Hi Chistoph,
Thanks for the great simplification of issues/improvements and for corroborating Charles great findings. As for your question, sadly at the moment there is not a fix for not having to do SIGKILL so the host classad does not disappear at the moment. We have
opened a couple of tickets on our end to hopefully fix this issue that is #2 of your suggested improvements:
As for your suggested improvement #1 as of V10.4.0 of HTCondor using partitionable slots the partitionable slot ad (not dynamic slot ads) contains two attributes called NumDynamicSlots and NumDynamicSlotsTime. NumDynamicSlots is pretty straight forward as it
is the number of dynamic slots currently created. The NumDynamicSlotsTime is the last time that the value for NumDynamicSlots changes whether from destruction or creation of a dynamic slot. So, in theory one could use these attributes to determine if a partitionable
slot has been idle for a while rather than using the startd cron.
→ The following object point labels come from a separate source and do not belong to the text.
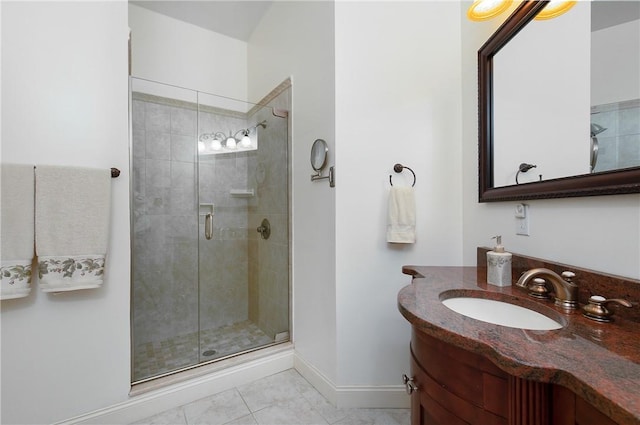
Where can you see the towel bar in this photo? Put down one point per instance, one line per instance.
(398, 169)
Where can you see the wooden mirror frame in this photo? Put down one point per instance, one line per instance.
(602, 183)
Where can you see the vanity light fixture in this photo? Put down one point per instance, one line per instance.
(482, 10)
(218, 142)
(554, 8)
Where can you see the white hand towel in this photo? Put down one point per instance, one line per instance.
(72, 226)
(16, 230)
(401, 226)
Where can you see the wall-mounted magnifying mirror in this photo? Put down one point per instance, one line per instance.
(319, 151)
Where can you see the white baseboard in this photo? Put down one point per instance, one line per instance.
(155, 401)
(374, 397)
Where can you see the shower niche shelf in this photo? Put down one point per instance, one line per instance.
(242, 193)
(205, 208)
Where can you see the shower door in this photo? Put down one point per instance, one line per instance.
(206, 284)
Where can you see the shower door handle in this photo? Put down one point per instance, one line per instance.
(208, 226)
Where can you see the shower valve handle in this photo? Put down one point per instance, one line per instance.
(208, 226)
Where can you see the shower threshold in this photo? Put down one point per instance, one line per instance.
(210, 367)
(157, 359)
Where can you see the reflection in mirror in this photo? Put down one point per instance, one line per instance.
(541, 83)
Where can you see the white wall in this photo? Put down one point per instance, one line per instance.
(174, 52)
(64, 98)
(398, 100)
(615, 70)
(600, 233)
(297, 39)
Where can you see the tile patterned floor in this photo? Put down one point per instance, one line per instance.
(155, 358)
(281, 399)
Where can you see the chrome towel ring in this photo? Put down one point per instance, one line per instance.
(398, 168)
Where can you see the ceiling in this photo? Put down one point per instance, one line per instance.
(235, 19)
(238, 18)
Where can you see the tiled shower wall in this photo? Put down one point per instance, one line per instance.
(269, 259)
(619, 144)
(164, 225)
(223, 259)
(241, 276)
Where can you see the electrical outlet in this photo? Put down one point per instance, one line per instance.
(522, 219)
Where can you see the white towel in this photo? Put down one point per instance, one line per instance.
(401, 226)
(16, 230)
(72, 226)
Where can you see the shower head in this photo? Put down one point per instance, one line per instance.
(596, 129)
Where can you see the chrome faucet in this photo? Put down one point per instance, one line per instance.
(565, 291)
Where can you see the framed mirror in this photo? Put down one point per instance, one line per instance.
(537, 123)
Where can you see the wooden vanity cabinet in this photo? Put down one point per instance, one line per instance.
(456, 386)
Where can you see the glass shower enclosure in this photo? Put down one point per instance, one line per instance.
(209, 227)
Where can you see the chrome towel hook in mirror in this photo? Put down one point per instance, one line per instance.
(398, 168)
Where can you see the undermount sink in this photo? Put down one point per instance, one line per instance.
(500, 313)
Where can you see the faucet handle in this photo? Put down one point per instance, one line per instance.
(596, 310)
(538, 289)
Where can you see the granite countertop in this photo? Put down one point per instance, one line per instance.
(600, 362)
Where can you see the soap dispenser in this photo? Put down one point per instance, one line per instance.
(499, 265)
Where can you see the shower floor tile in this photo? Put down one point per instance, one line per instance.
(155, 358)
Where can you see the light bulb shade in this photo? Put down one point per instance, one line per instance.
(554, 8)
(245, 142)
(481, 10)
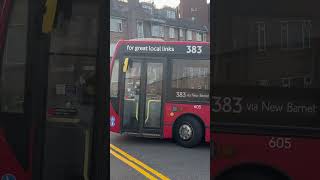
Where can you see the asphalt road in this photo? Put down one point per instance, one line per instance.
(162, 156)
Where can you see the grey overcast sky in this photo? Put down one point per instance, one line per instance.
(161, 3)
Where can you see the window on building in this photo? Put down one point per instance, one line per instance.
(181, 33)
(171, 14)
(296, 34)
(261, 36)
(199, 36)
(115, 25)
(189, 35)
(284, 34)
(112, 48)
(194, 9)
(157, 31)
(140, 33)
(192, 77)
(148, 8)
(171, 32)
(306, 34)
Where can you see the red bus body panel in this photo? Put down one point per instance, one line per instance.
(203, 114)
(300, 162)
(8, 162)
(168, 121)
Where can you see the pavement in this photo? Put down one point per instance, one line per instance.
(147, 158)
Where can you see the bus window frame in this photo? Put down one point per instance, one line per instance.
(142, 101)
(169, 88)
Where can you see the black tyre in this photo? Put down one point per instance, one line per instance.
(188, 131)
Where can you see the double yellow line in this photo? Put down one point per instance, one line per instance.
(139, 166)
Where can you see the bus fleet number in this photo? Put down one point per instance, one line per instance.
(279, 143)
(194, 49)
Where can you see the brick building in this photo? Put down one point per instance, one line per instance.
(133, 19)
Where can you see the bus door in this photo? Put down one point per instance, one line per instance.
(14, 126)
(142, 95)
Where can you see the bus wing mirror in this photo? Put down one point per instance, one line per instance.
(125, 65)
(49, 16)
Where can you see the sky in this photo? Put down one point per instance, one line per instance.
(161, 3)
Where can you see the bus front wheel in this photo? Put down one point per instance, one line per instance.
(188, 131)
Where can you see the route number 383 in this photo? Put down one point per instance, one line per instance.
(227, 104)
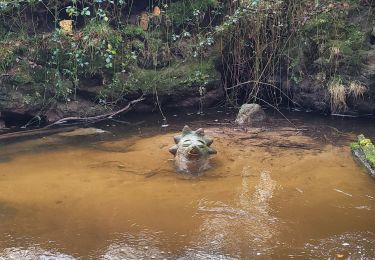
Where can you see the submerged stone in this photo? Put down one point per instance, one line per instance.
(250, 113)
(83, 132)
(192, 151)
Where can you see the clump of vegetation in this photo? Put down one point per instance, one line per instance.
(183, 12)
(365, 149)
(181, 75)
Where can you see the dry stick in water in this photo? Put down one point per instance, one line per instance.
(94, 119)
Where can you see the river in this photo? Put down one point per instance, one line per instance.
(272, 193)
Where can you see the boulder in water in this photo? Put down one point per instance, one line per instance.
(250, 113)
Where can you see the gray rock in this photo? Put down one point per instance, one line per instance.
(250, 113)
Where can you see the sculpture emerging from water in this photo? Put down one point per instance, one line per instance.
(192, 151)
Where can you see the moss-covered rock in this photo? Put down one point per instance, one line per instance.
(364, 150)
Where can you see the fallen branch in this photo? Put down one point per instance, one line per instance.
(35, 132)
(93, 119)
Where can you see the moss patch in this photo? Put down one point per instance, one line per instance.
(366, 149)
(178, 75)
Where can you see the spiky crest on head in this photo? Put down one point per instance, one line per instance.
(186, 130)
(200, 131)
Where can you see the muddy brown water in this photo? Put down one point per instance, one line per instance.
(272, 193)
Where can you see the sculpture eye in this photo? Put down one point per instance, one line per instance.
(201, 144)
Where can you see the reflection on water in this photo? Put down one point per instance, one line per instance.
(250, 223)
(32, 253)
(272, 193)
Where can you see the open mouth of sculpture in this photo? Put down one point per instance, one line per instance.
(194, 155)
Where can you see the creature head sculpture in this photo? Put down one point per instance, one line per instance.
(192, 151)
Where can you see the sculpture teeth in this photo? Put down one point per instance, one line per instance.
(177, 139)
(186, 130)
(200, 131)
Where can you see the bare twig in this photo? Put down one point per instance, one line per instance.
(94, 119)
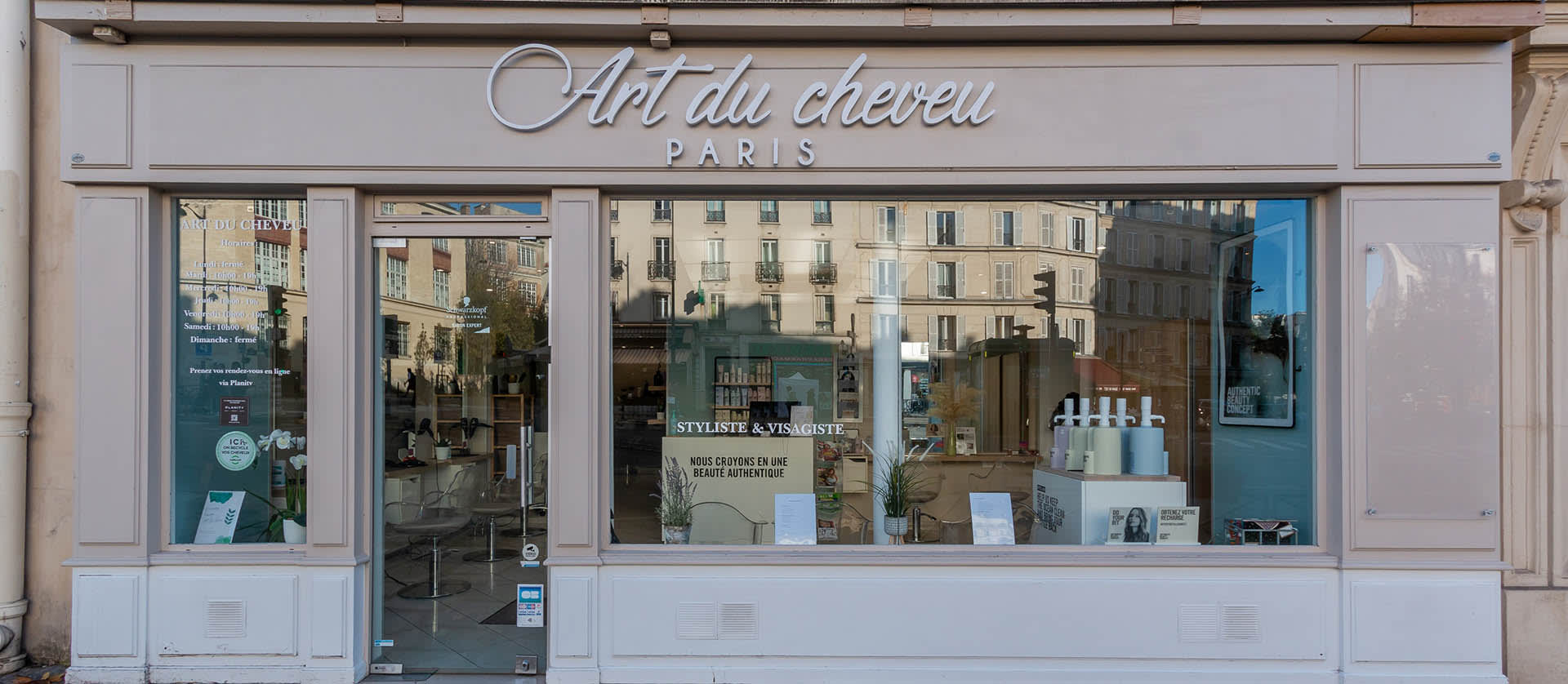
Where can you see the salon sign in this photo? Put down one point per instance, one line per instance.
(617, 90)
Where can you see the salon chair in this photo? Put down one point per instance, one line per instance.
(497, 501)
(439, 515)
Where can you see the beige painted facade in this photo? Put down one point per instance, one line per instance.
(52, 442)
(1356, 156)
(1535, 336)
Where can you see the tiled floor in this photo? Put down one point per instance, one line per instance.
(448, 634)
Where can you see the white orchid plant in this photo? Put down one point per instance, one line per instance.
(294, 477)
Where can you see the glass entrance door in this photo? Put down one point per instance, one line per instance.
(461, 451)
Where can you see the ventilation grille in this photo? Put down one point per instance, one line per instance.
(1200, 624)
(225, 619)
(706, 622)
(1241, 624)
(697, 622)
(1220, 624)
(737, 620)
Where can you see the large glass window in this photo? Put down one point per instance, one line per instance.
(238, 452)
(761, 425)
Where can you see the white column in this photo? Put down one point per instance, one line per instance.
(15, 410)
(886, 396)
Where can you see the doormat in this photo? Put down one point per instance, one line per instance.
(507, 615)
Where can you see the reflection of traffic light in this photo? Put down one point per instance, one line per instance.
(1048, 291)
(274, 301)
(276, 311)
(1048, 299)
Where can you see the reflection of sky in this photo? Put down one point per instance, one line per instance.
(1274, 253)
(1374, 275)
(529, 209)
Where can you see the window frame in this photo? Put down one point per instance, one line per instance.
(1312, 556)
(394, 219)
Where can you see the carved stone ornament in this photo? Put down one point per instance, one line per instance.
(1539, 120)
(1529, 201)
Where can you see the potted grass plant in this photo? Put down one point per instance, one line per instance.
(894, 482)
(952, 403)
(676, 498)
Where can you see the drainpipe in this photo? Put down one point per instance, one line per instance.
(16, 20)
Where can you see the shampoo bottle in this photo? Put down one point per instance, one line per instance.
(1125, 424)
(1104, 444)
(1058, 442)
(1078, 438)
(1148, 442)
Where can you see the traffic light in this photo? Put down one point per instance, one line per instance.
(274, 301)
(1048, 299)
(1046, 291)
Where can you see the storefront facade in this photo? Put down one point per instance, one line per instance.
(1291, 248)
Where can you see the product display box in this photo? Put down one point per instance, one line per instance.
(1075, 509)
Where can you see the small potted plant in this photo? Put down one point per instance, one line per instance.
(898, 477)
(292, 512)
(676, 496)
(287, 520)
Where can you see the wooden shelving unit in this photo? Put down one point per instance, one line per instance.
(506, 413)
(737, 382)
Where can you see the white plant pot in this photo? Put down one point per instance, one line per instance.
(896, 526)
(676, 534)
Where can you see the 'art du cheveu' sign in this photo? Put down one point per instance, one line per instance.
(736, 100)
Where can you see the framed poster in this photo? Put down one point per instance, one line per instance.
(1254, 326)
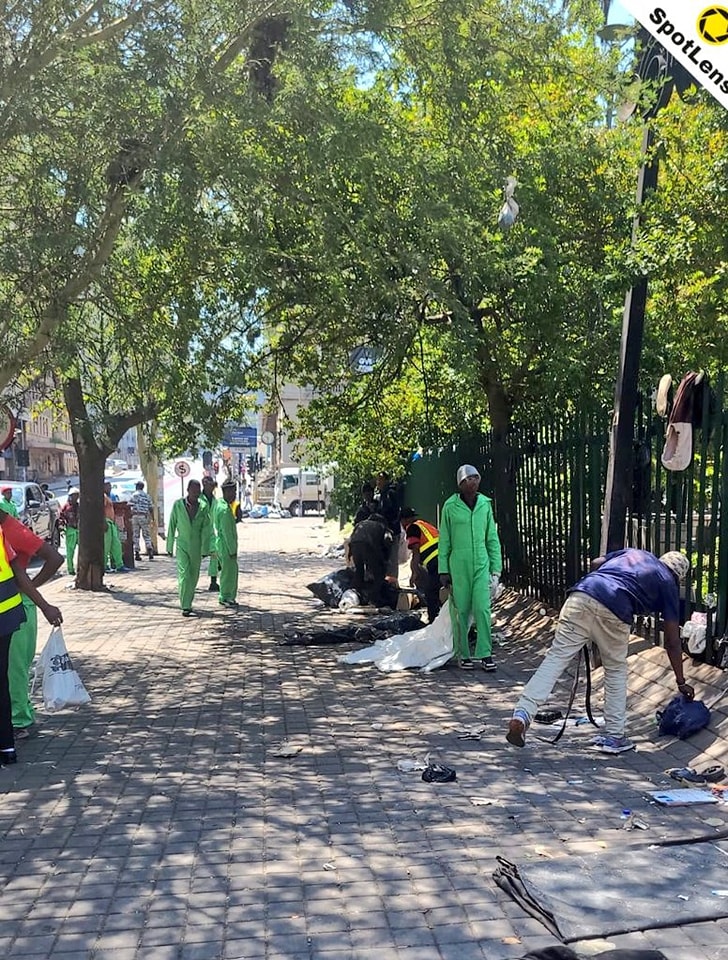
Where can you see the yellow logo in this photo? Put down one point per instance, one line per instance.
(713, 25)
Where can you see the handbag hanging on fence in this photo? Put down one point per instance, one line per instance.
(62, 686)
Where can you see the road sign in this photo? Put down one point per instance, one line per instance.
(7, 428)
(695, 33)
(241, 437)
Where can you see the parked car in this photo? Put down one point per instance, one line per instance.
(36, 510)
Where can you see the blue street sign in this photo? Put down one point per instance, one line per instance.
(241, 437)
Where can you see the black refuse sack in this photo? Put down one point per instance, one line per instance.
(438, 773)
(331, 588)
(564, 953)
(682, 718)
(377, 629)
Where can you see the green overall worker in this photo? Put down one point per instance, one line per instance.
(470, 562)
(226, 544)
(7, 503)
(189, 523)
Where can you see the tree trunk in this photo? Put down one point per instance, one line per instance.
(91, 465)
(504, 480)
(91, 519)
(150, 468)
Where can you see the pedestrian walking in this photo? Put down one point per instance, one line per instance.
(188, 536)
(113, 556)
(470, 562)
(226, 544)
(7, 503)
(142, 514)
(13, 580)
(600, 609)
(68, 522)
(26, 546)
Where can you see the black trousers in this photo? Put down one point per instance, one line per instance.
(7, 740)
(429, 585)
(370, 570)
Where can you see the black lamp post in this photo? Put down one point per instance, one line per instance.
(663, 74)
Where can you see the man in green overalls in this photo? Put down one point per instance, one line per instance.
(189, 523)
(226, 545)
(470, 562)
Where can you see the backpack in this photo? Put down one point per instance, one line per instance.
(682, 718)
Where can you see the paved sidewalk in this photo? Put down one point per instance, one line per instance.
(159, 822)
I believe some config like below should do the trick:
ShouldHibernate = isUndefined(NumDynamicSlots) ? False : (NumDynamicSlots == 0 && (isUndefined(NumDynamicSlotsTime) ? time() - EnteredCurrentActivity : time() - NumDynamicSlotsTime) > $(TimeToWait))
These attributes come from the use of a new feature in V10.4.0 called Startd latches which are pretty cool on their own, and feel free to let me know if I should elaborate on what is happening in the configuration line.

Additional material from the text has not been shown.